Blood samples were collected from a peripheral vein after a 12 h overnight fasting at baseline and after 12 weeks of intervention. Volunteers were oriented not to drink alcohol until 72 h before blood collection, so as not to do vigorous exercises during the 24 h before the procedure. Volunteers who did not follow the guidelines had their blood collections and other tests scheduled for a later date.

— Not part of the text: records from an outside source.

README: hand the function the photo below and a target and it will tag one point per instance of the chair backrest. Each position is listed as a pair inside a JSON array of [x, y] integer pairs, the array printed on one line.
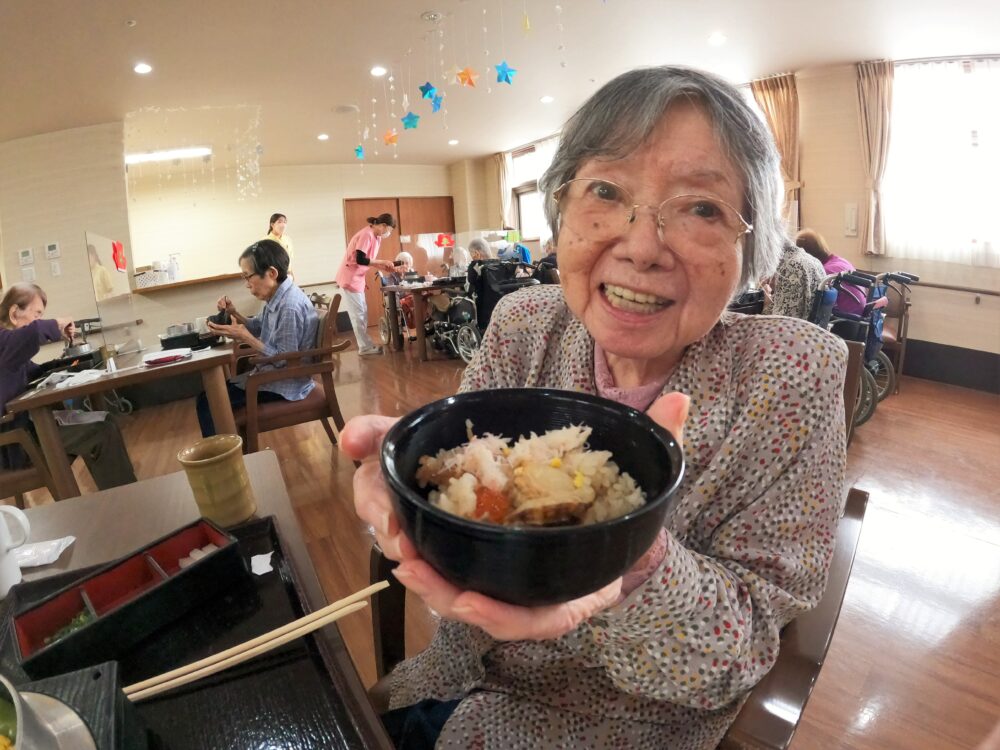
[[326, 331], [772, 711]]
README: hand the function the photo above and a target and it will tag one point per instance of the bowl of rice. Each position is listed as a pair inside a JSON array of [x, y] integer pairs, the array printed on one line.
[[531, 496]]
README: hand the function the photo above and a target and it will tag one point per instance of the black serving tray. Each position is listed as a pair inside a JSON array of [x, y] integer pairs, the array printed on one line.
[[129, 599], [283, 699]]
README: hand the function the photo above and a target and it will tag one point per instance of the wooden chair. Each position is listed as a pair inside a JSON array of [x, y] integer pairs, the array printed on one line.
[[895, 325], [321, 403], [771, 713], [15, 482]]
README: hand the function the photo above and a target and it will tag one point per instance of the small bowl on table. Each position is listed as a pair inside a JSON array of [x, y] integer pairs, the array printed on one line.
[[531, 566]]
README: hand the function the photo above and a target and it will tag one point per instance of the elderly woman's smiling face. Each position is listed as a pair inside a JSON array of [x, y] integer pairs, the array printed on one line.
[[643, 298]]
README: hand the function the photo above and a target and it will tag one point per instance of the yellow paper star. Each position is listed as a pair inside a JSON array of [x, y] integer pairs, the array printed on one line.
[[468, 77]]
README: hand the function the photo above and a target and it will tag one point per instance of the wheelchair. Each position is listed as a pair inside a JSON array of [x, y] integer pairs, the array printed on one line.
[[456, 327]]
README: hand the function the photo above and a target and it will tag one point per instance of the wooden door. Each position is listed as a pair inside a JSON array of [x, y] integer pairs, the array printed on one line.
[[421, 220], [356, 213]]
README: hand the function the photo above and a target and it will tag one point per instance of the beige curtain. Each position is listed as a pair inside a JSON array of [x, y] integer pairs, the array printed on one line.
[[875, 106], [779, 100], [504, 164]]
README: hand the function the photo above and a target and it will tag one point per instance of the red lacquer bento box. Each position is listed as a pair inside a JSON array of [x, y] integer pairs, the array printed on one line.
[[120, 604]]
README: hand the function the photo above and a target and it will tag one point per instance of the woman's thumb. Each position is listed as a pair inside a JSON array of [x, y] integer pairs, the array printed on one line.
[[670, 411]]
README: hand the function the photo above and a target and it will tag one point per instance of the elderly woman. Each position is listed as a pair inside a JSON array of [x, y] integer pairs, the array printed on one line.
[[664, 201]]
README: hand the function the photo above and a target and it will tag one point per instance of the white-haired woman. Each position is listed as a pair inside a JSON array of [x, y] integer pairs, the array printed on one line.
[[664, 200]]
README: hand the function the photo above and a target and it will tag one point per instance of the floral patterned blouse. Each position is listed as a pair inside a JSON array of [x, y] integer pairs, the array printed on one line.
[[748, 546]]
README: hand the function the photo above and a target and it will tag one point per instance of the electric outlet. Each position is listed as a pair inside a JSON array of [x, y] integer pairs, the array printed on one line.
[[850, 219]]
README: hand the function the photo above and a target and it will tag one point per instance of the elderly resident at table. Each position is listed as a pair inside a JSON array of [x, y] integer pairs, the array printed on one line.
[[287, 323], [790, 290], [664, 198], [22, 332]]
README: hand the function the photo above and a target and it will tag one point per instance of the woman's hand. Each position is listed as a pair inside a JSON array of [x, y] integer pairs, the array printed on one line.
[[235, 331], [67, 328], [361, 440]]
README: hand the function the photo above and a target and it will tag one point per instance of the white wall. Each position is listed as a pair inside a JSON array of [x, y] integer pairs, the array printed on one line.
[[832, 173], [211, 227]]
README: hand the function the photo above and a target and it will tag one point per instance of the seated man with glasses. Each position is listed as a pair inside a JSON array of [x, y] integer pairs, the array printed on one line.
[[287, 323]]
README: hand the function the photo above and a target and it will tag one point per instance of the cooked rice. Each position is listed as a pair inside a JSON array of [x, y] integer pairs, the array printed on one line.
[[550, 478]]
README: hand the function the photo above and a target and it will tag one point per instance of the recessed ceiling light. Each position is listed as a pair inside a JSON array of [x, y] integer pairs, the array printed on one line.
[[168, 155]]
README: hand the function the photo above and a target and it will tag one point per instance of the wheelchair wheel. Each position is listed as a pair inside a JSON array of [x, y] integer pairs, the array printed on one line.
[[884, 373], [867, 398], [467, 342]]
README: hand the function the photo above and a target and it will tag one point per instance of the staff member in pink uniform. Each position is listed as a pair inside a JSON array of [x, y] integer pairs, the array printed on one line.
[[361, 254]]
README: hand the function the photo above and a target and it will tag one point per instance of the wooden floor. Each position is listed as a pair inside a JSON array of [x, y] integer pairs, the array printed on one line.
[[915, 660]]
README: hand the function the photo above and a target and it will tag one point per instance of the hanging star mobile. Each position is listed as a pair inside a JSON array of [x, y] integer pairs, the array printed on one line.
[[505, 73], [468, 77]]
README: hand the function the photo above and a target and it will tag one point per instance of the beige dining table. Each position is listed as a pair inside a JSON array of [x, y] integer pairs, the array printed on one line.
[[112, 523], [39, 402]]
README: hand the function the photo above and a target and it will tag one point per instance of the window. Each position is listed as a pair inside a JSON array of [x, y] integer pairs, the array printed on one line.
[[528, 165], [941, 188]]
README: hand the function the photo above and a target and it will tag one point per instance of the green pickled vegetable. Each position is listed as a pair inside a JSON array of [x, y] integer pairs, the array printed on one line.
[[79, 620], [8, 721]]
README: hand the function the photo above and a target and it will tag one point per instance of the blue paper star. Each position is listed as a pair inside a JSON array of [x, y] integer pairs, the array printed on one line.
[[505, 73]]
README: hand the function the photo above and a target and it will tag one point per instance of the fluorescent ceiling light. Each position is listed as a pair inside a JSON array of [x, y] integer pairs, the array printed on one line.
[[168, 155]]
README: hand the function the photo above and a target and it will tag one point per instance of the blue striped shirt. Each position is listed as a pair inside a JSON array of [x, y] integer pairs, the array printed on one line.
[[288, 323]]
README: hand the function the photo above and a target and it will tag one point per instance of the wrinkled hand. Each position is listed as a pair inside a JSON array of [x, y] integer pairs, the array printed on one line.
[[361, 440], [236, 331], [224, 303]]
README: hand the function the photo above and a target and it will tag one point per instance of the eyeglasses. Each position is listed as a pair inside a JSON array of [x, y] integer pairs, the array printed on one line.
[[601, 211]]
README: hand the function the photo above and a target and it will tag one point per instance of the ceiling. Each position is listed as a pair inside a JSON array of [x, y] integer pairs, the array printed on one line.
[[68, 64]]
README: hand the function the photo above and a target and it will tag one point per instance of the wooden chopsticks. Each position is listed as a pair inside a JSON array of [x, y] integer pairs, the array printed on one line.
[[252, 648]]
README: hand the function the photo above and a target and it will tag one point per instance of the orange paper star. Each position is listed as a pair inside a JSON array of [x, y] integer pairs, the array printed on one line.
[[468, 77]]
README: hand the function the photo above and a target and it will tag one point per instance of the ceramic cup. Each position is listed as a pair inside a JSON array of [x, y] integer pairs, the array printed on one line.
[[218, 479], [10, 571]]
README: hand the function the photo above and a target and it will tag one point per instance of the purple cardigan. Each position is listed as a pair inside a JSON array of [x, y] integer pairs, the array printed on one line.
[[17, 347]]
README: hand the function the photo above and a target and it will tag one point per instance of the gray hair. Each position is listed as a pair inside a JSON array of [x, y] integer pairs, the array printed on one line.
[[626, 110]]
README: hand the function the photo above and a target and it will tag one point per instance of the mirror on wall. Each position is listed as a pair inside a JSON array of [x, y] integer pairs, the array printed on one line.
[[109, 278]]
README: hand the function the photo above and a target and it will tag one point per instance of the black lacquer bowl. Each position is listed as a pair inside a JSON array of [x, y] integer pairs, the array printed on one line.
[[531, 566]]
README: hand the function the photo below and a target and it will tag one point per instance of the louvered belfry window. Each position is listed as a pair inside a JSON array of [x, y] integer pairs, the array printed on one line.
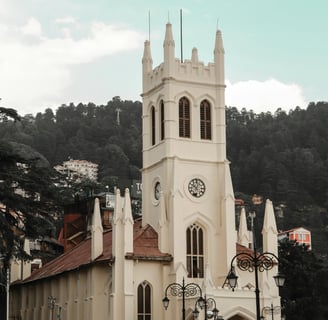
[[184, 118], [205, 120], [153, 126], [162, 120], [144, 301], [195, 251]]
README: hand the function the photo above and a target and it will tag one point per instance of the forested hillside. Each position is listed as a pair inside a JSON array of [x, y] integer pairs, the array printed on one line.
[[281, 156], [87, 132]]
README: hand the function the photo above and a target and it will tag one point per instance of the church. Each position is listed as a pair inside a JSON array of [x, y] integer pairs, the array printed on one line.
[[181, 250]]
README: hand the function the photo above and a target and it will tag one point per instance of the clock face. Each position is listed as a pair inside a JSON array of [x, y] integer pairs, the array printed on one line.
[[196, 187], [157, 190]]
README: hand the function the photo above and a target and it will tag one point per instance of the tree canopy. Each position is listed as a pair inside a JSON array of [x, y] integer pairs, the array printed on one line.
[[27, 197]]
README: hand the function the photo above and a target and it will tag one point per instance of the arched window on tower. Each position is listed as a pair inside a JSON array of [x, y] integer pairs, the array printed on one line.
[[153, 126], [144, 301], [162, 120], [195, 251], [184, 118], [205, 120]]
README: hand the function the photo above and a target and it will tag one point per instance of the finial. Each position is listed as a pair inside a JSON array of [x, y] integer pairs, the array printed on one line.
[[149, 25]]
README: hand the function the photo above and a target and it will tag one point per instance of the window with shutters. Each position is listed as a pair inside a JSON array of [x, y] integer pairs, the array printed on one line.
[[153, 126], [162, 120], [184, 118], [195, 251], [144, 301], [205, 120]]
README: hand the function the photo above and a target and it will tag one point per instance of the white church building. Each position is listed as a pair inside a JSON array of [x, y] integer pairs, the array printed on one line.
[[187, 232]]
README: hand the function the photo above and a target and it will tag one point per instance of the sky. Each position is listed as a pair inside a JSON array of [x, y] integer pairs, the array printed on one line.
[[63, 51]]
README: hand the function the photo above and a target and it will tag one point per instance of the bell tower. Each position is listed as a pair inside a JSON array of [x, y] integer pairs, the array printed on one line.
[[187, 190]]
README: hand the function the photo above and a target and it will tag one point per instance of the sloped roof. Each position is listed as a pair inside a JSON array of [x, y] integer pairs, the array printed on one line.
[[145, 247]]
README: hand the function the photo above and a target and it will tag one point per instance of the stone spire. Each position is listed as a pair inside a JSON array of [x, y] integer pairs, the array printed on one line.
[[269, 231], [128, 223], [219, 57], [96, 232], [194, 56], [243, 234], [169, 46], [147, 61], [163, 225]]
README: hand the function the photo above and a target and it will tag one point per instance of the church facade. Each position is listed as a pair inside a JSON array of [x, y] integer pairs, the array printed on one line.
[[187, 232]]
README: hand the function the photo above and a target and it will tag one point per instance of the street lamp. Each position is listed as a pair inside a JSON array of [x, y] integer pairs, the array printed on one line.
[[273, 310], [184, 291], [210, 309], [6, 284], [254, 262]]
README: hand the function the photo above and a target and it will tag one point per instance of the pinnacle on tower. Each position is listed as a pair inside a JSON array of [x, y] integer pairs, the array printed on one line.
[[147, 61], [169, 46], [219, 57]]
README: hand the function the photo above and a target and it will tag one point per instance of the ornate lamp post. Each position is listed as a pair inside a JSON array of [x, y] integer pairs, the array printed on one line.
[[273, 310], [184, 291], [210, 309], [254, 262]]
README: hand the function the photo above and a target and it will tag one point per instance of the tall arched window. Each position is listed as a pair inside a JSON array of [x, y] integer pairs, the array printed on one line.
[[162, 120], [205, 120], [195, 251], [184, 118], [153, 126], [144, 301]]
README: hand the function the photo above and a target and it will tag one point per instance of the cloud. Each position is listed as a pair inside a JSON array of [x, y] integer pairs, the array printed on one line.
[[35, 73], [32, 28], [66, 20], [264, 96]]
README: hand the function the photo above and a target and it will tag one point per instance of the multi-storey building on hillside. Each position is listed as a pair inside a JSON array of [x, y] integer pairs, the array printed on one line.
[[78, 169]]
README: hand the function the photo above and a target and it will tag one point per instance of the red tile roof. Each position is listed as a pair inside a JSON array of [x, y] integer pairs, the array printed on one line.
[[145, 247]]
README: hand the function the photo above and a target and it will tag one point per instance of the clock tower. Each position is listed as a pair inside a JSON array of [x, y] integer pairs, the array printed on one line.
[[187, 190]]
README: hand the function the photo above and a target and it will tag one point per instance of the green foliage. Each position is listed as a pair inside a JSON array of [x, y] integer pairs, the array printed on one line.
[[87, 132], [282, 157], [27, 197]]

Samples were centrifuged at 1560 g for 5 min at room temperature. Plasma was removed into a new tube, and cell pellets from blood samples were lysed by the addition of a buffer solution containing 0·32 M sucrose, 10 mM Tris-HCl pH 7·4, a cocktail of protease inhibitors, 5 mM MgCl2 and 1 % Triton X-100. The aliquots were stored at –80°C for further determination of redox response and inflammatory markers.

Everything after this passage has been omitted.